Re: Nicest UTF

From: Doug Ewell
Date: Sun Dec 05 2004 - 23:26:19 CST

    Philippe Verdy <verdy underscore p at wanadoo dot fr> wrote:

    > Only the encoder may be a bit complex to write (if one wants to
    > generate the optimal smallest result size), but even a moderate
    > programmer could find a simple and working scheme with a still
    > excellent compression rate (around 1 to 1.2 bytes per character on
    > average for any Latin text, and around 1.2 to 1.5 bytes per character
    > for Asian texts which would still be a good application of SCSU face
    > to UTF-32 or even UTF-8).

    If by "Asian texts" you mean CJK ideographs (*), precomposed Hangul, or
    Yi syllables, you have no chance of doing better than 2 bytes per
    character. This is because it is not possible in SCSU to set a dynamic
    window to any range between U+3400 and U+DFFF, where these characters
    reside.

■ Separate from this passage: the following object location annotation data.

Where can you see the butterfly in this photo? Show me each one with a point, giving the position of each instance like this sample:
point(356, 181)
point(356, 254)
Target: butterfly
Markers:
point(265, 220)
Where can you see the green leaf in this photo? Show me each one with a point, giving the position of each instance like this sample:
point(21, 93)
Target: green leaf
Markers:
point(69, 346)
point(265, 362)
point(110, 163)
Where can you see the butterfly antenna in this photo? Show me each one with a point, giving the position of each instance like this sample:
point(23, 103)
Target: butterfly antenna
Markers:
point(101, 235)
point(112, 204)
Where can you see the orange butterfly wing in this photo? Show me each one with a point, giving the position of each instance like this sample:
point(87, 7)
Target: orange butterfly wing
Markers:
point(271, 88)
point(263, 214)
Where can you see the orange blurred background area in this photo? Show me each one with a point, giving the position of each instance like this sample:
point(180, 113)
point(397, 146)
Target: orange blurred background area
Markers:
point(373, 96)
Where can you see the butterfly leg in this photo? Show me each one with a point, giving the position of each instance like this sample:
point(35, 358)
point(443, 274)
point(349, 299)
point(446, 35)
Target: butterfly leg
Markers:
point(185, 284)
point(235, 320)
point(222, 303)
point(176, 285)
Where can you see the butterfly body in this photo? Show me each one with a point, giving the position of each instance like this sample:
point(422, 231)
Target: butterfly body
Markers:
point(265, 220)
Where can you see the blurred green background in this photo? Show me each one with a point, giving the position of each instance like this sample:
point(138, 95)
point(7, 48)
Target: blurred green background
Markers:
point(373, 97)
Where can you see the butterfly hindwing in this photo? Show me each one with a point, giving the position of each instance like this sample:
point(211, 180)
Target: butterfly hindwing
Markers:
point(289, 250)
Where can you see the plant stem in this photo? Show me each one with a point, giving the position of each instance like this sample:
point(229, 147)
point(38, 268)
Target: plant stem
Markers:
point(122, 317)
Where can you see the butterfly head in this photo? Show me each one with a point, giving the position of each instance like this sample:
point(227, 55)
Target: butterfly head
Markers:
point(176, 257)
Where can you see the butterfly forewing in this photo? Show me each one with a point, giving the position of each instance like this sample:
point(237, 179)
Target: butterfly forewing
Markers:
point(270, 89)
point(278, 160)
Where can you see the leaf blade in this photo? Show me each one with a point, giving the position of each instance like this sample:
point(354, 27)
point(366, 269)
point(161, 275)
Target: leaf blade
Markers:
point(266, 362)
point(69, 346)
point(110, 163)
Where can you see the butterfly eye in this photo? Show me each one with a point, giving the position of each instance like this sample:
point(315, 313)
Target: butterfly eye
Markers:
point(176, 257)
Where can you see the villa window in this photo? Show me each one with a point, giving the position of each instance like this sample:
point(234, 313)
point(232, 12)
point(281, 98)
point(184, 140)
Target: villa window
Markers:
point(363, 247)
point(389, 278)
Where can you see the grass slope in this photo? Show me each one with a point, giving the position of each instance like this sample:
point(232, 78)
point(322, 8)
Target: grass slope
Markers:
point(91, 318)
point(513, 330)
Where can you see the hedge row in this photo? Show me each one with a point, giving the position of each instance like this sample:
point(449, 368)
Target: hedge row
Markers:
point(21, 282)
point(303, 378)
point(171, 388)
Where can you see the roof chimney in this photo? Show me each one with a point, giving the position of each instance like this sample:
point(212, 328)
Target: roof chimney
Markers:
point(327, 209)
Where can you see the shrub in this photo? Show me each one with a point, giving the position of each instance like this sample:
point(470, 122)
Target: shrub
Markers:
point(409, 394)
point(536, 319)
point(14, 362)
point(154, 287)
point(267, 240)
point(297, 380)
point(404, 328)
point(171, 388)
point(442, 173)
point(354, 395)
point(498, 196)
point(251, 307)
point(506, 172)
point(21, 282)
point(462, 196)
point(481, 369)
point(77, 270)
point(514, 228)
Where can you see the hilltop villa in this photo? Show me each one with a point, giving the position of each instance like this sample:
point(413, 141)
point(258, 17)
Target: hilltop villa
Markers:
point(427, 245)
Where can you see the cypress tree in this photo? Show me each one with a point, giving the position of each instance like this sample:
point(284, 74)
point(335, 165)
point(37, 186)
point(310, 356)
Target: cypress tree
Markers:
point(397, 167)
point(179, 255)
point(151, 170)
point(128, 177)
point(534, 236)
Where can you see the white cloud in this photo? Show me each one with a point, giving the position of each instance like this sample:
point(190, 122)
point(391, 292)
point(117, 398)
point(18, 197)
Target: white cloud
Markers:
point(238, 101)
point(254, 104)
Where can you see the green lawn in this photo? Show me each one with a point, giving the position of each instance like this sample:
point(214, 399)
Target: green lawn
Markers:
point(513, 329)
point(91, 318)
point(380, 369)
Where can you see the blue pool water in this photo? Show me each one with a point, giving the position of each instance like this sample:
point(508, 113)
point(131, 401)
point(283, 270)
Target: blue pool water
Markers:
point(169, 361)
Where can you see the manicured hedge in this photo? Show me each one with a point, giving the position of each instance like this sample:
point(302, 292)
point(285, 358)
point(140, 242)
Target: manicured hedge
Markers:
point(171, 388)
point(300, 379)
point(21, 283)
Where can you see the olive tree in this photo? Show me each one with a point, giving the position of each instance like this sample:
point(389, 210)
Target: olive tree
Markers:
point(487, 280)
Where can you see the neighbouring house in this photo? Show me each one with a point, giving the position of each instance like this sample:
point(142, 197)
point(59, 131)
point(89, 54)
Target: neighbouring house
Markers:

Such a window would be of little use anyway, because real-world
    texts using these characters would draw from so many windows that
    single-byte mode would be less efficient than Unicode mode, where 2
    bytes per character is the norm. Of course, this is still better than
    UTF-32 or UTF-8 for these characters.

    For Katakana and Hiragana, you can get the same efficiency with SCSU as
    for other small scripts, but very few texts are written in pure kana
    except for young children.

    Sorry for missing this point in my earlier post.

    -Doug Ewell
     Fullerton, California
     (*) No, I'm not interested in arguing over this word.